Mary Golda Ross: The First Native American Aerospace Engineer and Space Race Pioneer
Mary Golda Ross, the first Native American aerospace engineer, was born in 1908 and was the great-granddaughter of renowned Cherokee Nation Chief John Ross, who led the Cherokee Nation during the traumatic and turbulent Indian Removal era of the 1830s that resulted in the forced relocation of thousands of Cherokee people to west of the Mississippi River in present-day Oklahoma. She attributed her successes to the rich heritage of her Cherokee people and the importance of tribal emphasis on education. “I was brought up in the Cherokee tradition of equal education for boys and girls,” she said. “It did not bother me to be the only girl in the math class because math, chemistry and physics were more fun to study than any other subject.” Ross went on to earn a bachelor’s degree in mathematics at the age of 20 from Northeastern State Teachers’ College (formerly Cherokee Female Seminary, the first women’s institution of higher education west of the Mississippi) in Tahlequah, Oklahoma, and a master’s degree from the Colorado State Teachers College (now the University of Northern Colorado). Following WWII, she earned a professional certification in engineering from UCLA.

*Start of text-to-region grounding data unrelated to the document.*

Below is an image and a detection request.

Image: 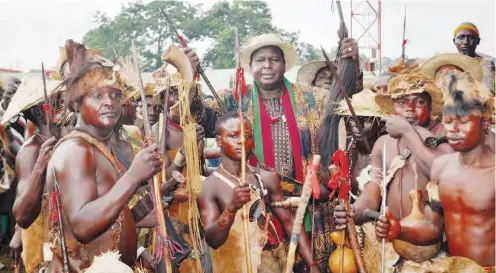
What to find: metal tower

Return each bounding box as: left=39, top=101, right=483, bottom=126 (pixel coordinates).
left=350, top=0, right=382, bottom=75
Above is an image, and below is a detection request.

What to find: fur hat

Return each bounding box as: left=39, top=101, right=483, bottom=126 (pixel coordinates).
left=436, top=70, right=494, bottom=121
left=375, top=73, right=444, bottom=116
left=240, top=34, right=298, bottom=74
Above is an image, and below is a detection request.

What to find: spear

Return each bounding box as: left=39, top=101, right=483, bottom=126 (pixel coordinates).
left=160, top=7, right=227, bottom=113
left=321, top=48, right=371, bottom=154
left=235, top=27, right=253, bottom=273
left=401, top=5, right=407, bottom=60
left=381, top=142, right=387, bottom=273
left=131, top=40, right=172, bottom=273
left=42, top=63, right=69, bottom=273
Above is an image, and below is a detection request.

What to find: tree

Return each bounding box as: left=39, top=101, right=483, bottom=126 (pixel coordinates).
left=82, top=0, right=321, bottom=70
left=83, top=1, right=201, bottom=70
left=192, top=1, right=320, bottom=69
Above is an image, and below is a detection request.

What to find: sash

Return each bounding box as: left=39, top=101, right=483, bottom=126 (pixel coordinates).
left=251, top=77, right=304, bottom=182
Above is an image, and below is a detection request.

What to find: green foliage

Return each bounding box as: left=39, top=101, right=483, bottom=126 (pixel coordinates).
left=83, top=1, right=201, bottom=70
left=83, top=0, right=321, bottom=70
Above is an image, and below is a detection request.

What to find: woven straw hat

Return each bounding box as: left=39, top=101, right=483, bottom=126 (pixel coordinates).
left=1, top=75, right=64, bottom=125
left=296, top=60, right=329, bottom=85
left=421, top=53, right=483, bottom=81
left=375, top=73, right=444, bottom=116
left=240, top=34, right=298, bottom=74
left=335, top=89, right=387, bottom=117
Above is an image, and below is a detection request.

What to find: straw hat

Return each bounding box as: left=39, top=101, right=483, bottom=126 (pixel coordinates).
left=296, top=60, right=333, bottom=85
left=240, top=34, right=298, bottom=74
left=335, top=89, right=387, bottom=117
left=421, top=53, right=483, bottom=81
left=375, top=73, right=444, bottom=116
left=1, top=75, right=64, bottom=125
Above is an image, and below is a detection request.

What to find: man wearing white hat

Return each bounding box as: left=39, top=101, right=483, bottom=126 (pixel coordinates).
left=185, top=33, right=358, bottom=272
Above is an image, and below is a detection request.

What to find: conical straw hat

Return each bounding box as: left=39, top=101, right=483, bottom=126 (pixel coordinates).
left=421, top=53, right=483, bottom=81
left=1, top=75, right=64, bottom=125
left=296, top=60, right=328, bottom=85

During the Great Depression, Ross taught math and science in rural Oklahoma schools. In 1941, she moved to California to seek out more work opportunities and was hired as a mathematician by Lockheed. Ross was such a phenomenal talent that she not only stayed at Lockheed for over 30 years, she became an integral member of the top-secret Skunk Works where she worked on preliminary design concepts for interplanetary space travel, manned and unmanned earth-orbiting flights, and the earliest studies of orbiting satellites for both defense and civilian purposes. She also worked on the cutting-edge Agena rocket project, and on preliminary design concepts for flyby missions to Venus and Mars. Her research on the effects of pressure on the fighter plane helped solve problems related to high speed flight and aeroelasticity. By the time Ross retired from Lockheed in 1973, she had reached the rank of senior advanced systems staff engineer and had worked on the Polaris reentry vehicle and the Poseidon and Trident missiles. Ross died a few months before her 100th birthday, but lived long enough to see her work help launch a Native American astronaut into orbit.